I can't actually see how the built hdf5 libraries could really differ, both images start with a plain manylinux image, and built hdf5 1.14.2 with the default options. Yet in the wheel, we end up with libhdf5-7b49ac63.so.310.2.0 (netCDF4) and libhdf5-7f639dcd.so.310.2.0 (h5py).

ocefpaf commented 1 week ago

@ocefpaf Would it help to change ghcr.io/ocefpaf/manylinux2014_x86_64-netcdf to use FROM ghcr.io/h5py/manylinux2014_x86_64-hdf5 and explicitly build on top of the h5py manylinux image? I don't think that would guarantee compatibility, as that would require keeping releases in sync, but it should at least ensure there is one compatible version of h5py.

I tried that at first, even more collaboration to get things under the same image. But I confess I don't have the energy necessary to coordinate the non-Python dependencies of wheels, specially those that consume 3-4 C libraries, alone.

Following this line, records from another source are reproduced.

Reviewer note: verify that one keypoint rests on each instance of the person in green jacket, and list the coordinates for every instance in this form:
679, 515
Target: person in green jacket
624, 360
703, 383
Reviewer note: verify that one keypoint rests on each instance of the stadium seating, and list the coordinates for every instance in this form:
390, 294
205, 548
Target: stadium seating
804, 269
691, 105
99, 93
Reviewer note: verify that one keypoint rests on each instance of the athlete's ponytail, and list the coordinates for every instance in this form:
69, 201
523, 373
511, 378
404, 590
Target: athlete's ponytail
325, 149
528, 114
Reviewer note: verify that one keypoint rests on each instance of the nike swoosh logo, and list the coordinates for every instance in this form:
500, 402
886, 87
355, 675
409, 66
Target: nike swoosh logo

Maybe there is a wheel trick, advanced option, or something obvious that I'm missing but, unless the community works together, I don't see this how issue can be solved in the long run, just small burst of lucky for a release here and there.

ZedThree commented 1 week ago

Ah, that's a shame they weren't interested. This is a really hard community problem.

I've not actually been able to find any real differences between the built .sos, and in fact copying one version over the top of the other still gives me the same errors, so I don't think it's due to incompatible binaries.